The Way
March 9, 2012 – March 10, 2012

Friday 12:00 PM, 8:00 PM and Saturday 8:00 PM
Unafraid of stillness and scenes of quiet contemplation, the film also celebrates companionship and community, which are all good reasons to embrace the experience along The Way.
Claudia Pulg, USA Today
One thing you quickly realize when you sit down to watch THE WAY: Martin Sheen is a very compelling actor. Another thing you realize more slowly as the film goes along: His oldest son, Emilio Estevez, is a very sensitive director.
Mr. Estevez is both writer and director of this film, and also turns up in a small role, but he gives the spotlight tohis father, who makes quite a lot out of a low-key story that could easily have degenerated into mush. Mr. Sheen plays an ophthalmologist named Tom, whose only son, Daniel (Mr. Estevez), dies in severe weather in the Pyrenees while trying to walk the Way of St.
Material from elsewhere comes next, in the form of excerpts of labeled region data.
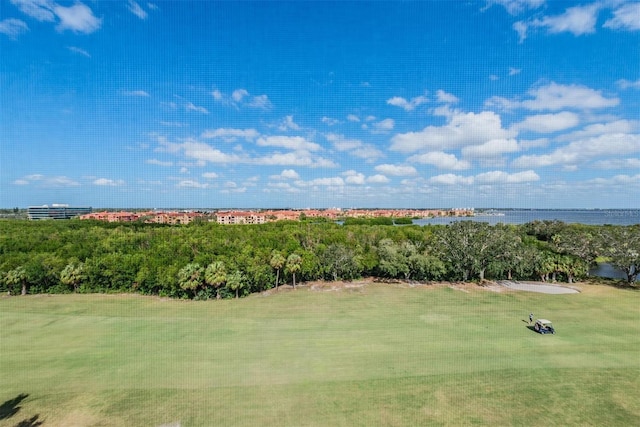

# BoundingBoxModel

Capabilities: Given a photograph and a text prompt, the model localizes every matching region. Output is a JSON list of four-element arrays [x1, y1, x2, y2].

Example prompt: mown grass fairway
[[0, 284, 640, 427]]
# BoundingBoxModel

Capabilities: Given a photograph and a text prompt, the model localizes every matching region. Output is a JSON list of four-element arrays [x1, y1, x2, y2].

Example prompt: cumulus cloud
[[256, 136, 321, 151], [487, 0, 545, 15], [0, 18, 29, 40], [513, 3, 601, 42], [145, 159, 173, 167], [512, 133, 640, 168], [387, 95, 428, 111], [429, 170, 540, 185], [511, 111, 580, 133], [67, 46, 91, 57], [616, 79, 640, 89], [184, 102, 209, 114], [93, 178, 124, 187], [127, 0, 147, 20], [603, 3, 640, 31], [436, 89, 459, 104], [391, 111, 513, 153], [374, 164, 418, 176], [462, 139, 519, 158], [485, 82, 620, 111], [373, 119, 396, 133], [13, 174, 80, 188], [176, 179, 209, 188], [200, 128, 260, 142], [53, 3, 102, 34], [407, 151, 471, 170], [325, 133, 384, 161]]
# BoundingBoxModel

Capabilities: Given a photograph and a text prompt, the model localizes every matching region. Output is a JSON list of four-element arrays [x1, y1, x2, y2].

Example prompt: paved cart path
[[498, 280, 578, 294]]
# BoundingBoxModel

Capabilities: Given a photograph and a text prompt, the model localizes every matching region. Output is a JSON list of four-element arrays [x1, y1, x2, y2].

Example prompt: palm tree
[[287, 254, 302, 289], [60, 262, 84, 292], [227, 270, 244, 298], [269, 249, 286, 291], [178, 263, 204, 297], [204, 261, 227, 299], [4, 267, 27, 295]]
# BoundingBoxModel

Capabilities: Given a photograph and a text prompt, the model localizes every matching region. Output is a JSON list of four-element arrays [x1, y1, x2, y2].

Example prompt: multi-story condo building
[[27, 204, 91, 220]]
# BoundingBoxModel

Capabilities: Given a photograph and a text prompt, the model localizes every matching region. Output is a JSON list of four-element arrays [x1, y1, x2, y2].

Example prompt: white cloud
[[462, 139, 519, 158], [374, 164, 418, 176], [391, 111, 513, 153], [387, 95, 428, 111], [487, 0, 545, 15], [247, 95, 273, 110], [512, 133, 640, 168], [279, 169, 300, 179], [603, 3, 640, 31], [407, 151, 471, 170], [200, 128, 260, 142], [616, 79, 640, 89], [145, 159, 173, 167], [53, 3, 102, 34], [325, 133, 384, 160], [436, 89, 459, 104], [484, 82, 620, 111], [256, 136, 321, 151], [593, 158, 640, 169], [556, 120, 638, 142], [342, 170, 365, 185], [474, 170, 540, 184], [184, 102, 209, 114], [522, 82, 620, 111], [251, 151, 337, 168], [321, 116, 340, 126], [127, 0, 147, 20], [93, 178, 124, 187], [295, 176, 344, 187], [513, 3, 601, 42], [511, 111, 580, 133], [0, 18, 29, 39], [373, 119, 396, 133], [429, 173, 473, 185], [67, 46, 91, 58], [367, 174, 389, 184], [176, 179, 209, 188], [13, 174, 80, 188], [278, 115, 300, 132], [11, 0, 55, 22], [429, 170, 540, 185]]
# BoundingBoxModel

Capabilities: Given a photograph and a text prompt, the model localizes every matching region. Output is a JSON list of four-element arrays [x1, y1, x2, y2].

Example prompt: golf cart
[[533, 319, 556, 334]]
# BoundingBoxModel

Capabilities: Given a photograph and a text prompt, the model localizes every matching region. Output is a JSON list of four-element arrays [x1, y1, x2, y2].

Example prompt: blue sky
[[0, 0, 640, 208]]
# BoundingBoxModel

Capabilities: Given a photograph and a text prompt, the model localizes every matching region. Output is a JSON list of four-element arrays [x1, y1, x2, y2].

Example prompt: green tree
[[269, 249, 286, 291], [286, 254, 302, 289], [178, 263, 204, 296], [204, 261, 227, 299], [60, 262, 85, 292], [226, 270, 245, 298], [4, 266, 27, 295]]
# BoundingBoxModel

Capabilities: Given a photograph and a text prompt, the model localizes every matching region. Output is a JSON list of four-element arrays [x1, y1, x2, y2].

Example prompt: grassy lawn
[[0, 284, 640, 427]]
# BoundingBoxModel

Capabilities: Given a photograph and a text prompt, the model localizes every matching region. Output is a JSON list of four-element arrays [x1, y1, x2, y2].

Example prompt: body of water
[[413, 209, 640, 225]]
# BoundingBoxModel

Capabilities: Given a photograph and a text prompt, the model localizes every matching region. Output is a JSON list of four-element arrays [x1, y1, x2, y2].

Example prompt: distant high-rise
[[27, 204, 91, 220]]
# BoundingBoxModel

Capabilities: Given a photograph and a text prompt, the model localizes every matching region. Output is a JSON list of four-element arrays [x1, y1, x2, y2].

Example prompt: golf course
[[0, 281, 640, 427]]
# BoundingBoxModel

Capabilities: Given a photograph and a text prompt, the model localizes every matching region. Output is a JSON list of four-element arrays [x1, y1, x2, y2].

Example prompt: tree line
[[0, 220, 640, 299]]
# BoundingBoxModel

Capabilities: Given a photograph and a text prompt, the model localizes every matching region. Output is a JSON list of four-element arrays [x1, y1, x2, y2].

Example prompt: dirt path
[[498, 280, 579, 294]]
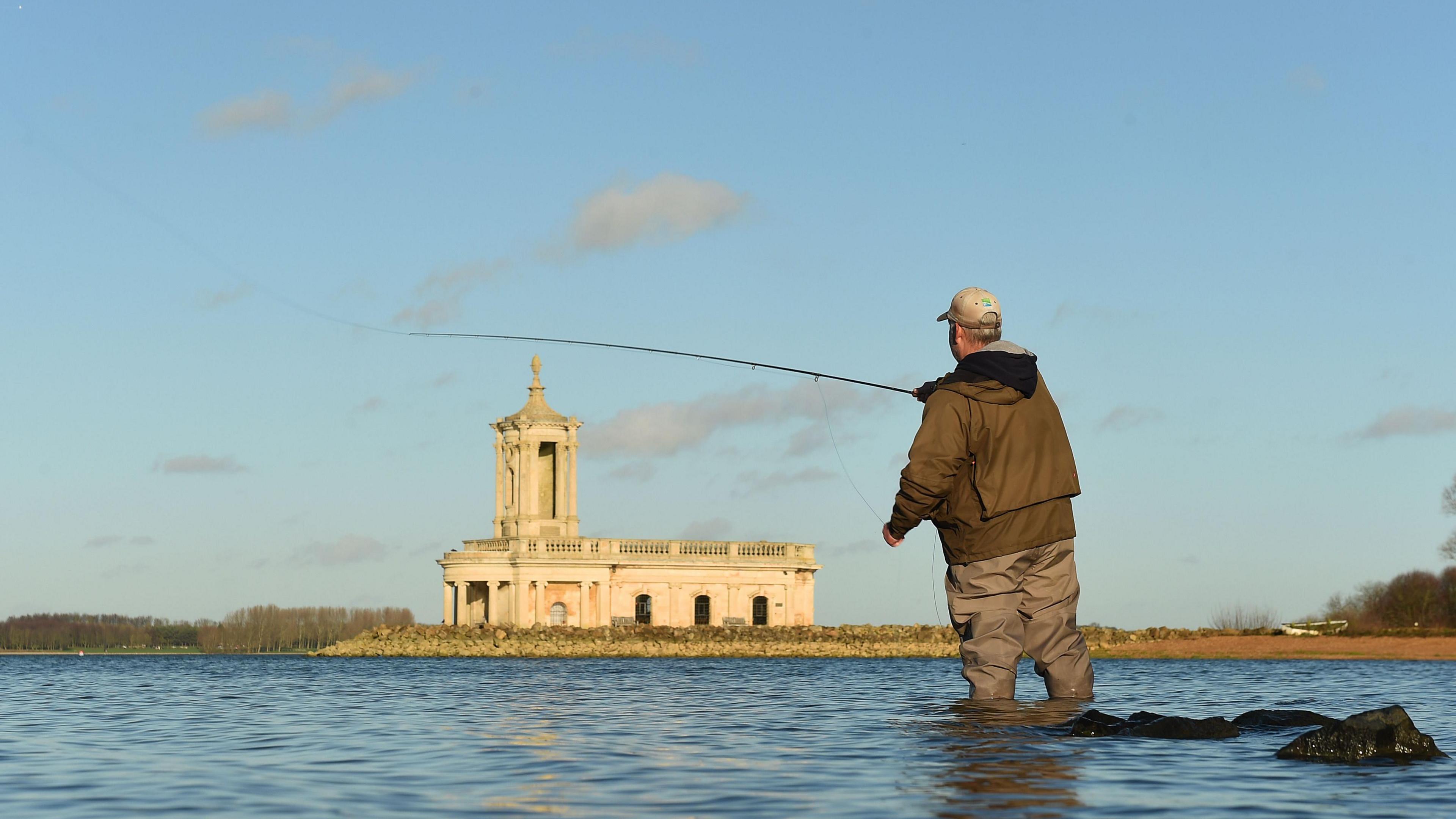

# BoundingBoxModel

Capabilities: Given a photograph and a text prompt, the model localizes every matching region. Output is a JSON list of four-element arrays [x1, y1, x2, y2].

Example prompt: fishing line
[[814, 379, 942, 625], [10, 107, 409, 335], [814, 379, 885, 526], [7, 100, 941, 622], [410, 331, 913, 395]]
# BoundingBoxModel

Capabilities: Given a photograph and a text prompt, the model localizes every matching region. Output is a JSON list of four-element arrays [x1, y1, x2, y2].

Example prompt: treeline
[[0, 606, 415, 653], [196, 606, 415, 653], [1325, 565, 1456, 632]]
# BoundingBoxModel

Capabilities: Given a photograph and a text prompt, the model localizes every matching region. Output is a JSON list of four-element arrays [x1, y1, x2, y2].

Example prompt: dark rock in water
[[1069, 710, 1239, 739], [1276, 705, 1446, 762], [1127, 717, 1239, 739], [1070, 708, 1127, 736], [1233, 708, 1340, 730]]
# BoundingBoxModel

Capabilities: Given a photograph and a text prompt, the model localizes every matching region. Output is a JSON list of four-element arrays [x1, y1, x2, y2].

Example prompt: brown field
[[1092, 635, 1456, 660]]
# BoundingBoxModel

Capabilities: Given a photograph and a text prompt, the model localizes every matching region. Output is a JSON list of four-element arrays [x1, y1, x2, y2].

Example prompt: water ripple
[[0, 656, 1456, 819]]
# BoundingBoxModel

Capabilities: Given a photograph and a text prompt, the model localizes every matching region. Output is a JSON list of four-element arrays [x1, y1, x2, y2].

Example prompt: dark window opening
[[753, 596, 769, 625]]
James (also known as the Camino de Santiago), a pilgrimage of hundreds of miles that ends in northwest Spain at a cathedral where the Apostle James is said to be buried.
Tom goes to retrieve his son’s body and ends up walking the pilgrimage himself, scattering Daniel’s ashes along the way. Mr. Sheen gives a lovely performance as the no-nonsense doctor, and he gets wonderful support from actors playing fellow travelers who befriend Tom: Yorick van Wageningen as a verbose Dutchman, Deborah Kara Unger as an acid-tongued woman trying to quit smoking, and James Nesbitt as an Irishman with writer’s block.
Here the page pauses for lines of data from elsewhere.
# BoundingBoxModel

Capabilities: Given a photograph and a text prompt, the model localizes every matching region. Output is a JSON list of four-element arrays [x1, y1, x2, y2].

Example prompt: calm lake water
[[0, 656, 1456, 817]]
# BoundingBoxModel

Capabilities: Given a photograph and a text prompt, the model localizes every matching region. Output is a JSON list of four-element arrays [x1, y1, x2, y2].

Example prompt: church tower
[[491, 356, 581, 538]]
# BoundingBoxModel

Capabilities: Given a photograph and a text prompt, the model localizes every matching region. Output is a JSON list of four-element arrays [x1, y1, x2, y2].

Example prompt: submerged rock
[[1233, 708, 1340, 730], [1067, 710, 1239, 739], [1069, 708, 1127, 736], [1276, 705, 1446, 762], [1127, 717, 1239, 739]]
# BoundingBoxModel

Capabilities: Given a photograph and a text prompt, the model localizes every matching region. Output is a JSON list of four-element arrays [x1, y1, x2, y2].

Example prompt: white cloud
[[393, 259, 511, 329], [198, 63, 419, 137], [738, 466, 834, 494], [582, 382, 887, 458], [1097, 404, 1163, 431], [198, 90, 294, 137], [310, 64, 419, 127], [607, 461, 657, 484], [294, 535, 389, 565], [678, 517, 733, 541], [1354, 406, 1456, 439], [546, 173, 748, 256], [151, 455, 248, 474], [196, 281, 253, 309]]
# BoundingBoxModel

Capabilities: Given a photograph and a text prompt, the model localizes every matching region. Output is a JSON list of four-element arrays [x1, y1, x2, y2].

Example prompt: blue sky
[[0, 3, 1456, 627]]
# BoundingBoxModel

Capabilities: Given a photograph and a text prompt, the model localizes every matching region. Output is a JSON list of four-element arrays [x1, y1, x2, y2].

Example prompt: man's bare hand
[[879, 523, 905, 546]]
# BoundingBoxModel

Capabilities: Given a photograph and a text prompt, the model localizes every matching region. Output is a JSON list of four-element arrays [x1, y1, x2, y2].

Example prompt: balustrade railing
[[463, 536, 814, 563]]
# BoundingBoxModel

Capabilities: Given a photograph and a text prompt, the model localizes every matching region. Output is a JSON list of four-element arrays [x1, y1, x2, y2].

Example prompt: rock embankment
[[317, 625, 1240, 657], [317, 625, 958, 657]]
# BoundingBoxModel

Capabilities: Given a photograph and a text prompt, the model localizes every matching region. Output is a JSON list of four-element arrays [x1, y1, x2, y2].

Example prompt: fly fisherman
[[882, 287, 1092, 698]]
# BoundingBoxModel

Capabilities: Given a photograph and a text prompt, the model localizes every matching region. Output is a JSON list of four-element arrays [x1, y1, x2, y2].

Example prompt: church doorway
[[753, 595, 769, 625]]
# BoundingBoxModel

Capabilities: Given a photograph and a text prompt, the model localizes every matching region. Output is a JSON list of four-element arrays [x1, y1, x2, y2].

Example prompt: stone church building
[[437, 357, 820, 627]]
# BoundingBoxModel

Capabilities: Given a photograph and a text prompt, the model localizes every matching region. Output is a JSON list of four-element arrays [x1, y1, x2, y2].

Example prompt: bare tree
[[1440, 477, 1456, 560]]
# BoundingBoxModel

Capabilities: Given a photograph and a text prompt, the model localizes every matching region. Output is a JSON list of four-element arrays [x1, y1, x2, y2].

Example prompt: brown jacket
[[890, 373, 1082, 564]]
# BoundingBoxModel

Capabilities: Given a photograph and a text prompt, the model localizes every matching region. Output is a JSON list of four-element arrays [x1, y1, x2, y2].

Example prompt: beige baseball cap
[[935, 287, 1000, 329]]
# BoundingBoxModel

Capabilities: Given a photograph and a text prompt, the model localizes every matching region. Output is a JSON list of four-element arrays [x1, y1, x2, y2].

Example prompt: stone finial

This is not an “inspirational film” in the usual, syrupy sense; none of these people are overtly finding God on this trek. The beauty of the movie, in fact, is that Mr. Estevez does not make explicit what any of them find, beyond friendship. He lets these four fine actors convey that true personal transformations are not announced with fanfare, but happen internally.